I found myself sitting in church on Sunday listening to many people talk and comment on the changes in the world, in their lives and in us as a people. And since then, I’ve had some time to reflect on the realness of change.
First of all, it’s amazing to me how constant change is. If you look around, everything is changing. Our clothes, our technology, our words, our knowledge, our rights, our freedoms, our hair styles, our toys, our seasons, our tolerance, our fears, and our lines of acceptance.
Second, some changes we don’t really see because they gradually happen. For example – As the years go by, our bodies change and become older. Smile lines appear, wrinkles jump out and our once 20 year old figure is now 40. My girlfriend and I have a tradition of taking each other out to lunch to celebrate our birthdays. This year, we laughed about the beautiful smile lines that decorated our eyes and how they were non -existent 20 years ago when we first met. We both agreed that they added life and history to our lives. Thank heavens for the lines and the experiences that put them there. They help tell us and others where we have been …
Third, there are other changes that occur and they are not as beautiful. I think of people who find themselves addicted to substances and harmful habits that bring them down and make them slaves to the external forces around them. I feel sad for people who choose to anchor themselves to habits of abuse such as drug use, pornography, violence and other harmful behaviors and habits. These changes are real and hurt not only the user but those around them as well. This transformation usually leads to a dark, long staircase winding down to a basement of sadness and often tragedy.
Fourth, change is a choice. Regardless of where a person is, they can always choose to change the path they are on. There are programs and people to help those who may be on a slippery and scary road laced with drugs and abuse. There are hands reaching up and hands reaching down. The choice is to hold on or let go. I remember a time when I had to change. I was 15 years old and my older brother had just died in a car accident. I was overcome with grief and anger. Why did he die? I wanted answers and I wanted him to come back. Over time, I learned to deal with his death and decided not to be angry with God anymore for what had happened.
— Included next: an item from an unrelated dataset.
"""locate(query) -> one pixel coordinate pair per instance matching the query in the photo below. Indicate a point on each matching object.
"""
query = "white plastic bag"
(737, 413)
I decided to improve my relationship with our Heavenly Father and with His help, I learned to accept my brother’s death and was able to find a place of peace and love for all the memories and good times we shared while he was alive.
With every change, we have a choice! And that to me is powerful.
Finally, change is not going to change. Thank heavens because we wouldn’t learn grow and become without it. I think a new wrinkle just appeared by my left eye… Yup, it's there from change!
Ahhhh cheers to the power of transformation.